Que voir et faire à Ishigaki
La baie de Kabira constitue l’image la plus célèbre d’Ishigaki, avec ses eaux d’un vert émeraude intense qui contrastent avec le sable clair et la végétation environnante. La baignade y est interdite en raison des courants, mais des bateaux à fond de verre permettent d’observer sans se mouiller les coraux et les bancs de poissons tropicaux qui peuplent ces fonds protégés. Au large, les eaux entourant Ishigaki comptent parmi les meilleurs sites du Japon pour l’observation des raies manta, particulièrement présentes durant les mois d’été, ce qui attire plongeurs et snorkeleurs venus spécialement pour cette rencontre. À une courte traversée en ferry se trouve l’île voisine de Taketomi, véritable carte postale vivante avec ses maisons traditionnelles aux toits de tuiles rouges, protégées par des murs de corail bas et ombragées par des arbres fukugi. On s’y déplace encore aujourd’hui en charrette tirée par des buffles d’eau, une tradition conservée davantage pour les visiteurs que par nécessité, mais qui témoigne du mode de vie rural propre aux îles Yaeyama.
Quand partir à Ishigaki
Le climat subtropical d’Ishigaki permet des températures douces à chaudes une grande partie de l’année, avec une saison balnéaire qui s’étend globalement d’avril à octobre. Les mois de juillet et août, bien que très ensoleillés, correspondent aussi à la période la plus exposée aux typhons, qui peuvent perturber ferries et vols vers l’archipel : il convient donc de rester attentif aux prévisions météorologiques à cette période. Les mois de juin à septembre offrent par ailleurs les meilleures chances d’observer les raies manta au large de la baie de Kabira.
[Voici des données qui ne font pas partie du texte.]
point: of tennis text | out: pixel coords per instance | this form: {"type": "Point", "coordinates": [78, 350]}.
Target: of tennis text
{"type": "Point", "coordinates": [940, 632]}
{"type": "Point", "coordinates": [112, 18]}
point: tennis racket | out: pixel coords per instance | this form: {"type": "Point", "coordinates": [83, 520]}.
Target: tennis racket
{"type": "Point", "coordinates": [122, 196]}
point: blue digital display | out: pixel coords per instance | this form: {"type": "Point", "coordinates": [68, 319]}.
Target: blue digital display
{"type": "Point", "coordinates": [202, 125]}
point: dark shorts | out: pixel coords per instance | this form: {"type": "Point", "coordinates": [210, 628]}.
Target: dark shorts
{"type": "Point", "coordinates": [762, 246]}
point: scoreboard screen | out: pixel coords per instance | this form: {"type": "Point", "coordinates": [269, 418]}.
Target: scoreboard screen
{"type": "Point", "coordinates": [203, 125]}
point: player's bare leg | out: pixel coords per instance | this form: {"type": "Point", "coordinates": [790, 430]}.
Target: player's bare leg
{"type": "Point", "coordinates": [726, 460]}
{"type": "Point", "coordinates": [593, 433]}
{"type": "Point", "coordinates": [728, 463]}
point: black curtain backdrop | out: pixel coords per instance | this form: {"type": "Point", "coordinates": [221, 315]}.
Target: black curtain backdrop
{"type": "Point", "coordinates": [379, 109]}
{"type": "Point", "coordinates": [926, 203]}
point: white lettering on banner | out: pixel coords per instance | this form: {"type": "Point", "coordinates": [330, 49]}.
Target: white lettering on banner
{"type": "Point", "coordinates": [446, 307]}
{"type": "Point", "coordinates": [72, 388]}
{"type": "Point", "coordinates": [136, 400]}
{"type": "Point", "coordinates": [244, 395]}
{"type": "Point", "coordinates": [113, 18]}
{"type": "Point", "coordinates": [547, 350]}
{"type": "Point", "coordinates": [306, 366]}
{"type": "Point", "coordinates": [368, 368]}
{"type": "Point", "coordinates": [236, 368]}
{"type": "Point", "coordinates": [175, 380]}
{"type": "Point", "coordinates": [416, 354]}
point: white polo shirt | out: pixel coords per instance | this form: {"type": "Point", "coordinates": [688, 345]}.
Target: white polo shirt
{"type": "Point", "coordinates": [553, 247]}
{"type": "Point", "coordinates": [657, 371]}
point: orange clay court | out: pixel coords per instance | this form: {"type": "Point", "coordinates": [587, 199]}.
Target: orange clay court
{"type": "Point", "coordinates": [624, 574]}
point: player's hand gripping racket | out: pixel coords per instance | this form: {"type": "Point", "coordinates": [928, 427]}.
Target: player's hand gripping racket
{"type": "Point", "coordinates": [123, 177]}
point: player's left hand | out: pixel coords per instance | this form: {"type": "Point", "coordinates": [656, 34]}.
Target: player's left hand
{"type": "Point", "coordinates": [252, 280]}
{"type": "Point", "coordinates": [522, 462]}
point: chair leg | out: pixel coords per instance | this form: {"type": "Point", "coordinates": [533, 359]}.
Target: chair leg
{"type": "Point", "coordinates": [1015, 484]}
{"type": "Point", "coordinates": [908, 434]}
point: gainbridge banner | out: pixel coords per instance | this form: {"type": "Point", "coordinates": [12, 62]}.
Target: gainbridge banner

L’hiver, plus doux qu’ailleurs au Japon mais moins adapté à la baignade, reste une période agréable pour découvrir l’île à un rythme plus tranquille et avec une fréquentation touristique réduite.
Comment s’y rendre à Ishigaki
L’aéroport de New Ishigaki dessert l’île avec des vols directs depuis Naha, la capitale d’Okinawa, en un peu moins d’une heure, mais également par liaisons directes depuis Tokyo et Osaka, évitant ainsi une correspondance. Une fois sur Ishigaki, un réseau de bus locaux permet de rejoindre les principaux sites de l’île, dont la baie de Kabira, tandis que la location d’un véhicule reste une option pratique pour explorer à son rythme. Pour rejoindre Taketomi, un court trajet en ferry au départ du port d’Ishigaki suffit, la traversée ne durant qu’une dizaine de minutes, ce qui permet aisément une excursion à la journée entre les deux îles.
Entre les eaux émeraude de Kabira, les rencontres avec les raies manta et le charme intemporel de Taketomi, Ishigaki offre un Japon insulaire et subtropical, à mille lieues des images habituelles de l’archipel.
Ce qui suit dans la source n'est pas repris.